The news made a great commotion through all Dinglefield, and Mrs. Spencer did not make so much difficulty about it as I fancied she would. The marriage was from her house, and she took a great deal of trouble, and no mother could have been more careful and tender about a bride. But she made no fuss, poor soul — she had not the heart; and though I don’t like fuss, I missed it in this case, and felt that it was a sign how deep the blow had gone. Even Lady Isabella, pre-occupied as she was, felt it. She had not realized it perhaps — few people do. We are all in the habit of laughing at the idea of friendships so close and exacting, especially when they exist between women. But to Mrs. Spencer it was as if life itself had gone from her. Her companion had gone from her, the creature she loved best. Next to a man’s wife deserting him, or a woman’s husband, I know nothing more hard. Her pretty house, her flowers, her perfect comfort and grace of life palled upon her. She had kept them up chiefly, I think, for the young woman who, she had thought, poor soul, was wedded to her for life.
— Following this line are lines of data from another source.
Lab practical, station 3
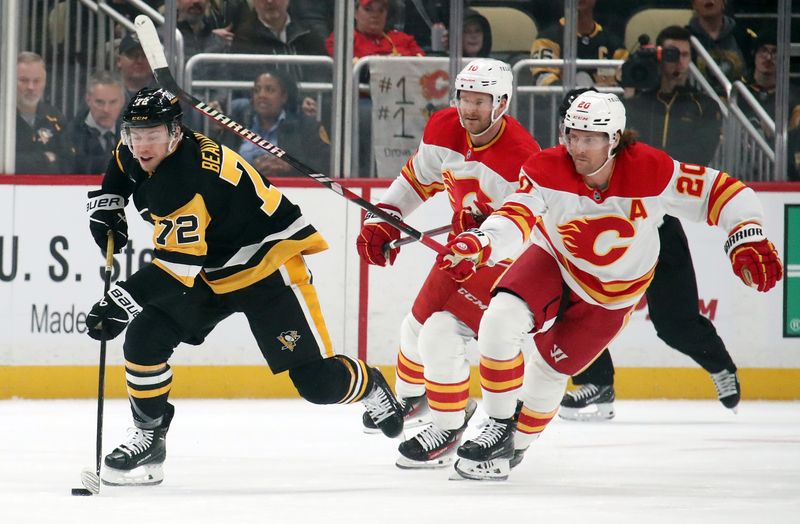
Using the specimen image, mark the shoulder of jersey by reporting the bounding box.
[522,146,583,192]
[422,107,467,150]
[612,142,675,198]
[501,115,541,154]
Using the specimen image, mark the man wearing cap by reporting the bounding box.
[117,33,155,102]
[15,51,75,174]
[325,0,425,59]
[740,29,800,138]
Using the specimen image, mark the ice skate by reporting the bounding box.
[100,403,175,486]
[455,418,517,480]
[395,399,478,469]
[508,448,528,469]
[361,368,403,438]
[711,369,742,413]
[558,384,615,422]
[361,394,431,434]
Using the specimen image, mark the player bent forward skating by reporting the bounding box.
[86,89,403,485]
[439,92,783,480]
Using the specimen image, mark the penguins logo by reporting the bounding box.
[278,331,300,351]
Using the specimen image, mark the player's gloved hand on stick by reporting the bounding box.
[725,224,783,293]
[356,204,403,266]
[86,282,142,340]
[86,189,128,255]
[436,229,492,282]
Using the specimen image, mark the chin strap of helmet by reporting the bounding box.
[559,131,619,177]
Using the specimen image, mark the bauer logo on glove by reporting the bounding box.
[725,224,783,293]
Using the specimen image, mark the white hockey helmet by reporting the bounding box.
[454,58,514,127]
[564,91,625,158]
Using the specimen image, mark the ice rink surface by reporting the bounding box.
[0,399,800,524]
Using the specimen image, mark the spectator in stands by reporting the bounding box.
[687,0,755,86]
[531,0,628,86]
[325,0,425,176]
[325,0,425,60]
[625,26,722,165]
[389,0,454,53]
[231,0,331,82]
[740,29,800,138]
[67,71,125,174]
[15,51,75,174]
[220,68,330,177]
[117,33,155,103]
[289,0,335,40]
[461,9,492,58]
[778,127,800,182]
[176,0,233,60]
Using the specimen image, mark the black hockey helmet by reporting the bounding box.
[122,87,183,131]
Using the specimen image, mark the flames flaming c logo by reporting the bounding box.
[557,216,636,266]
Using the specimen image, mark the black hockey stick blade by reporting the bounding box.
[134,15,448,254]
[385,224,453,249]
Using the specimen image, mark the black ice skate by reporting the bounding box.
[361,368,403,438]
[455,418,517,480]
[361,394,431,434]
[101,403,175,486]
[395,399,478,469]
[558,384,614,422]
[711,369,742,413]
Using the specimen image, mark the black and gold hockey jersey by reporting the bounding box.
[531,18,628,85]
[103,128,328,302]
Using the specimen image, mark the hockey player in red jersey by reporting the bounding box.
[86,88,403,485]
[357,59,539,468]
[438,92,783,480]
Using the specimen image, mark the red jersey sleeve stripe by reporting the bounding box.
[706,173,747,226]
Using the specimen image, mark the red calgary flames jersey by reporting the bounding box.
[381,108,539,216]
[481,143,763,309]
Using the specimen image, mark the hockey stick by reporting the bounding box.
[383,224,453,251]
[72,229,114,496]
[134,15,448,255]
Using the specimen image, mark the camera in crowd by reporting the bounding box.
[621,35,681,91]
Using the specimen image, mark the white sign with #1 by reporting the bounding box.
[370,58,450,178]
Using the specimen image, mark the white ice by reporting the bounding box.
[0,399,800,524]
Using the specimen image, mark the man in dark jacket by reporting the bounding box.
[220,68,330,177]
[625,26,721,165]
[15,51,75,174]
[231,0,331,82]
[67,71,125,174]
[686,0,755,86]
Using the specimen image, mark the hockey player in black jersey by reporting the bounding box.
[86,88,403,485]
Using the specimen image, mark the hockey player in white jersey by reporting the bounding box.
[438,92,783,480]
[357,59,539,468]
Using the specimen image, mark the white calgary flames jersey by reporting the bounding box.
[481,143,763,309]
[381,107,539,217]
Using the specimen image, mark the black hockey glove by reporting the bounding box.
[86,189,128,255]
[86,282,142,340]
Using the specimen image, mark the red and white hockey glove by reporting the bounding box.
[725,224,783,293]
[356,204,403,266]
[436,229,492,282]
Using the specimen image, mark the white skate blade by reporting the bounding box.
[454,458,511,481]
[81,469,100,495]
[558,402,616,422]
[394,448,455,469]
[103,463,164,489]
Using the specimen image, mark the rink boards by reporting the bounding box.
[0,176,800,399]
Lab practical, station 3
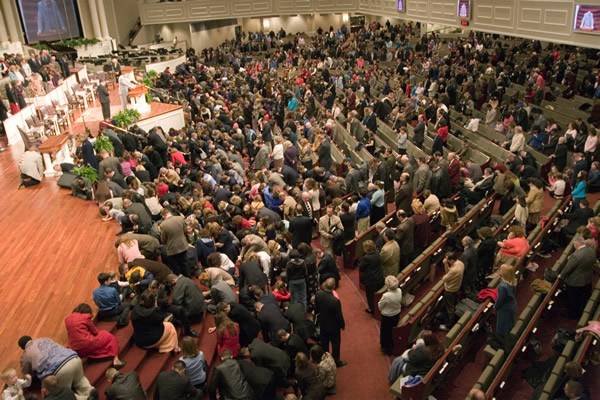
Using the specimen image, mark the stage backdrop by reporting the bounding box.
[17,0,81,43]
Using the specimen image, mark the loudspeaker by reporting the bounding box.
[57,172,77,190]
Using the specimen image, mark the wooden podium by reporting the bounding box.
[127,85,150,114]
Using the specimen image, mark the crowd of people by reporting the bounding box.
[0,50,70,116]
[3,23,600,399]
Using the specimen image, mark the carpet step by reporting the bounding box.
[136,352,171,391]
[83,324,133,386]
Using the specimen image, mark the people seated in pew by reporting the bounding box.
[104,368,147,400]
[17,23,600,398]
[65,303,126,369]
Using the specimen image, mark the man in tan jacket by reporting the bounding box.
[319,206,344,254]
[379,229,400,278]
[160,208,191,277]
[440,253,465,330]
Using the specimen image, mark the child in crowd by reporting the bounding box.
[0,368,31,400]
[273,276,292,303]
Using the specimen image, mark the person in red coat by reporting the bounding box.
[65,303,125,369]
[215,313,241,358]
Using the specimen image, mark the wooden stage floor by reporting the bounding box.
[0,144,118,369]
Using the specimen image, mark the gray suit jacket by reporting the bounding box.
[561,246,596,287]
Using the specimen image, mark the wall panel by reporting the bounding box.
[137,0,600,48]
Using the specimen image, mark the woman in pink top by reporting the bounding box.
[117,239,145,264]
[498,226,529,264]
[171,148,187,167]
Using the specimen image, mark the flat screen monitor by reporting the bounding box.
[456,0,471,19]
[396,0,406,12]
[573,4,600,34]
[17,0,81,43]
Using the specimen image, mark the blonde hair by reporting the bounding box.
[498,264,517,286]
[0,368,17,381]
[385,275,400,290]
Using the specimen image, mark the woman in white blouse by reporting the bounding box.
[377,275,402,354]
[509,126,525,153]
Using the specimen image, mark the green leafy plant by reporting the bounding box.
[58,38,100,47]
[73,165,98,184]
[113,109,141,128]
[94,135,114,153]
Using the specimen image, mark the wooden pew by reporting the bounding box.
[538,279,600,400]
[393,195,496,355]
[390,207,514,399]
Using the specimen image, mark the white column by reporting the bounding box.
[95,0,110,39]
[88,0,102,39]
[0,7,9,43]
[2,0,21,42]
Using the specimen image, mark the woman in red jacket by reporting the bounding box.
[65,303,125,368]
[215,313,240,358]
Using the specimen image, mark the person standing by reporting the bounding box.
[377,275,402,355]
[358,240,384,314]
[18,336,94,400]
[104,368,147,400]
[118,74,137,110]
[494,264,517,345]
[315,278,347,367]
[440,253,465,330]
[19,145,44,187]
[154,360,202,400]
[558,235,596,319]
[285,250,308,309]
[160,208,191,277]
[319,206,344,253]
[96,82,110,121]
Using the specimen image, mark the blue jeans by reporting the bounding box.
[288,279,306,309]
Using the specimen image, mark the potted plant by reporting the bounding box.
[94,135,114,154]
[113,109,141,129]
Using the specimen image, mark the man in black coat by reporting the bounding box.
[288,204,313,248]
[317,137,333,171]
[105,368,146,400]
[413,114,426,149]
[239,259,267,288]
[238,348,275,400]
[96,83,110,120]
[154,360,202,400]
[208,350,254,400]
[254,301,290,340]
[217,303,260,347]
[248,339,291,384]
[315,278,346,367]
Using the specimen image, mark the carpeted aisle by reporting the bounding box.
[328,268,393,400]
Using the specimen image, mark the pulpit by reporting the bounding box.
[127,85,150,115]
[38,133,75,176]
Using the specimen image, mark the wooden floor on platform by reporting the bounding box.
[0,141,118,369]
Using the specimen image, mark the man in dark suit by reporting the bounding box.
[155,360,202,400]
[105,368,146,400]
[96,83,110,120]
[254,301,290,340]
[413,114,426,149]
[363,107,377,133]
[81,137,98,170]
[396,210,415,270]
[237,348,276,400]
[395,172,413,215]
[558,235,596,319]
[208,350,254,399]
[317,137,333,171]
[239,259,267,288]
[315,278,346,367]
[248,339,291,384]
[168,274,206,321]
[217,303,260,347]
[288,208,313,248]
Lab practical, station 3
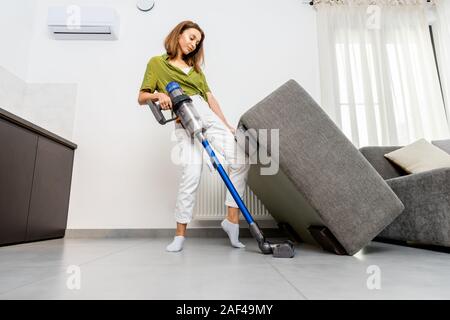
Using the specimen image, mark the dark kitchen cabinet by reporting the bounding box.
[0,109,77,245]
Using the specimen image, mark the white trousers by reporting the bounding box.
[175,95,250,223]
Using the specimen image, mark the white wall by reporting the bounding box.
[0,0,35,80]
[22,0,319,228]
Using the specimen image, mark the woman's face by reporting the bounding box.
[178,28,202,55]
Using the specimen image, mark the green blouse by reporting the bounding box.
[141,53,210,101]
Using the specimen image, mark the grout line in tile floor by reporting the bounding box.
[0,239,148,299]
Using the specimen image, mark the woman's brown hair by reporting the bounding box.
[164,20,205,72]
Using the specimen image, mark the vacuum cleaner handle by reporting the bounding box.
[147,100,177,125]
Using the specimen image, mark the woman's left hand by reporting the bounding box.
[228,126,236,135]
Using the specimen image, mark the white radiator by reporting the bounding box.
[193,165,273,220]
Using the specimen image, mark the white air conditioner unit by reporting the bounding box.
[47,5,119,40]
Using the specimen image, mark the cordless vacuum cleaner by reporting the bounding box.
[147,82,295,258]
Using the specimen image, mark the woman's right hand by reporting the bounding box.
[157,92,172,110]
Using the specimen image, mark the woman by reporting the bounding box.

Perhaps it was a foolish thought, perhaps it might be a little selfish to try to keep Colonel Brentford away. I suppose to be married is the happiest; but still I was very, very sorry, grieved more than I can say, for the woman who was forsaken; though she was only forsaken by another woman and not by a man.
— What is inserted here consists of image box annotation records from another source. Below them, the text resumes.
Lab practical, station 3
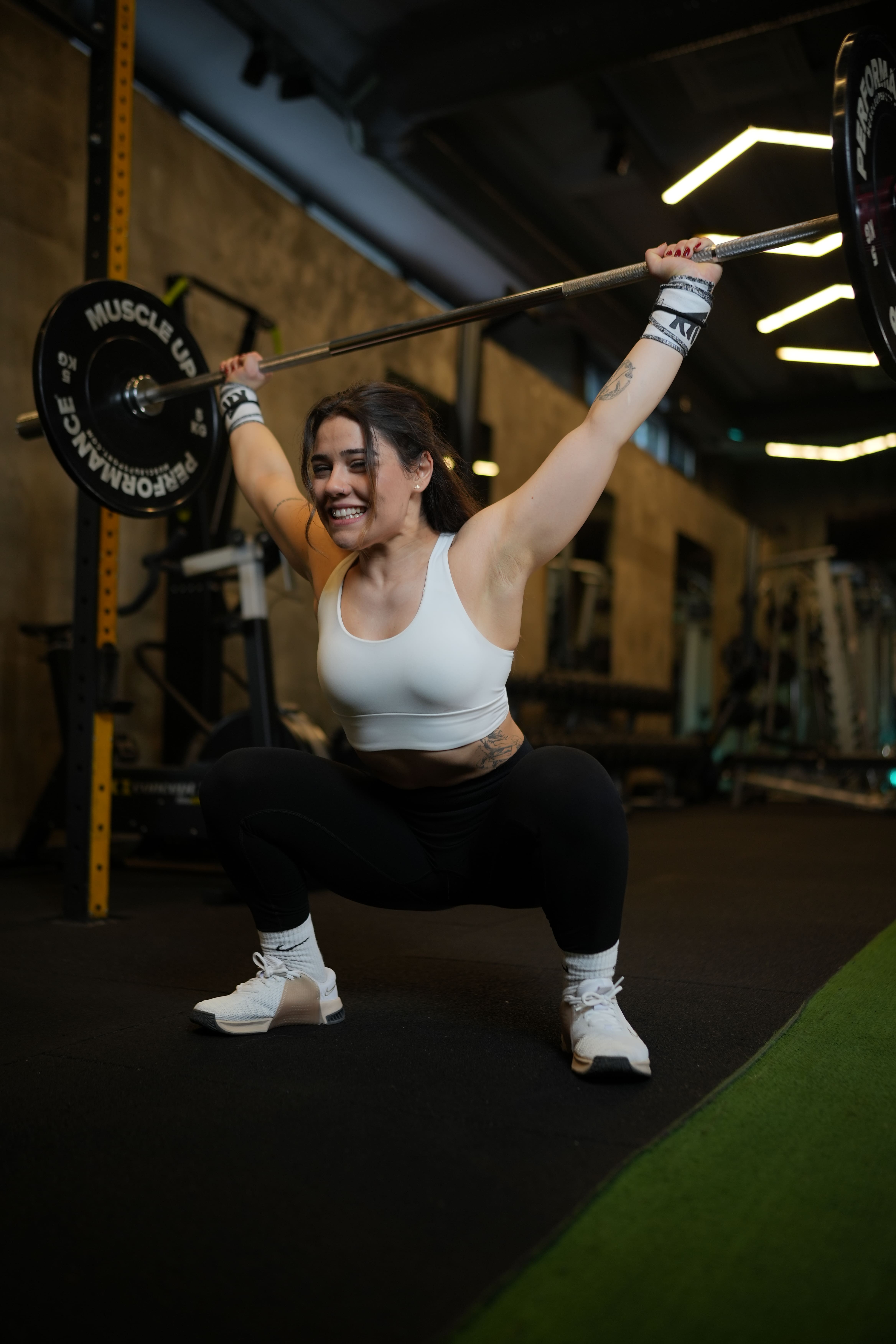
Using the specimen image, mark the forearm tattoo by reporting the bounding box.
[270,495,305,523]
[476,728,520,770]
[596,359,634,402]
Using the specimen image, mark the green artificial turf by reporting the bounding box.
[453,925,896,1344]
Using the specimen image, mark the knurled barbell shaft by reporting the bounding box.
[133,215,840,407]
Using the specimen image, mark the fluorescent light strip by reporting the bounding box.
[662,126,833,206]
[705,234,844,257]
[766,434,896,462]
[775,345,880,368]
[756,285,856,336]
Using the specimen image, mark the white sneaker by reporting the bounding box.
[189,952,345,1036]
[560,977,650,1078]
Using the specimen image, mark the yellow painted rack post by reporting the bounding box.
[63,0,136,919]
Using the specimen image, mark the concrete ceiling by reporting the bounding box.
[19,0,896,473]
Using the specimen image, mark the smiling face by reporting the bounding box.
[310,415,432,551]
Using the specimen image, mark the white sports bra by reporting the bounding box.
[317,532,513,751]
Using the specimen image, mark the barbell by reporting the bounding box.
[17,28,896,516]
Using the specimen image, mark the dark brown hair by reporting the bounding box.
[302,383,480,532]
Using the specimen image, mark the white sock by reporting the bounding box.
[258,915,326,985]
[563,941,619,985]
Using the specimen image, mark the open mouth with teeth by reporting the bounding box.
[329,504,367,523]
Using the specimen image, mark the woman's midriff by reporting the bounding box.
[357,714,523,789]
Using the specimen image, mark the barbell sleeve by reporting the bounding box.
[128,215,840,407]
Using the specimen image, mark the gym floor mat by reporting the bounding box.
[0,804,896,1344]
[454,925,896,1344]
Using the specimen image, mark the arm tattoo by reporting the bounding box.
[596,359,634,402]
[270,495,305,523]
[476,728,519,770]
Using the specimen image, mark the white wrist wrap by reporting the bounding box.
[220,383,265,434]
[641,276,712,356]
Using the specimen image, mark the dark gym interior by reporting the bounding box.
[0,0,896,1344]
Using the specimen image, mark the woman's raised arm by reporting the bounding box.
[480,238,721,574]
[220,351,343,593]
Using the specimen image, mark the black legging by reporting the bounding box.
[202,742,629,953]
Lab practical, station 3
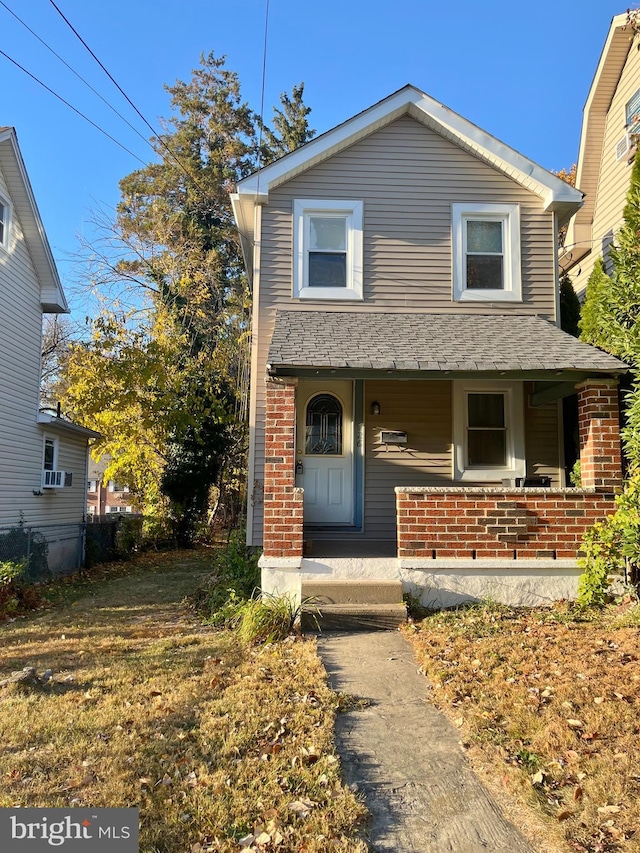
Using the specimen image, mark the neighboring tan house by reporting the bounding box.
[0,127,98,568]
[87,455,134,515]
[232,86,626,616]
[560,14,640,295]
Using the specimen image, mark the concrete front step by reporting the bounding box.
[302,579,402,608]
[301,604,407,631]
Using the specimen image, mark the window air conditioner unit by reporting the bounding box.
[42,471,65,489]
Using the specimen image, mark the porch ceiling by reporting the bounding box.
[267,310,628,381]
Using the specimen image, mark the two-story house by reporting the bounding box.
[0,127,97,570]
[560,13,640,295]
[232,86,625,616]
[87,454,135,516]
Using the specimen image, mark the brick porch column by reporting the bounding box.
[576,379,622,492]
[263,378,303,557]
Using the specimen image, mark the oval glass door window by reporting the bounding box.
[304,394,342,456]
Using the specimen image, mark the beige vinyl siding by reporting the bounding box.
[364,380,452,539]
[0,166,86,526]
[572,40,640,292]
[252,116,555,544]
[524,383,564,488]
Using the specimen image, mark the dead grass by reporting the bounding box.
[0,553,366,853]
[406,605,640,853]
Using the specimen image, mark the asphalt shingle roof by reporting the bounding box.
[268,310,627,373]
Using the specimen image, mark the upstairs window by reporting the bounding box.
[293,199,362,300]
[624,89,640,134]
[42,438,58,471]
[452,204,522,302]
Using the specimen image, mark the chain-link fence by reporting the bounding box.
[85,513,142,568]
[0,513,142,583]
[0,524,84,582]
However that, I fear, is a sentiment in which I should find few sympathizers. The Brentfords took a place in the neighbourhood, and I believe Lady Isabella was a very happy wife. As for poor little Edith Bellinger, she had married the Colonel’s elder brother, Sir Charles, and was Lady Brentford, to her great astonishment and that of everybody about. It had been her doubt and reluctance, poor child, to marry a man older than her father, which had made her ill. I think her mother missed her almost as much as Mrs. Spencer missed Lady Isabella. For every new tie that is made in this world some old ties must be broken. But what does that matter? Is it not the course of nature and the way of the world?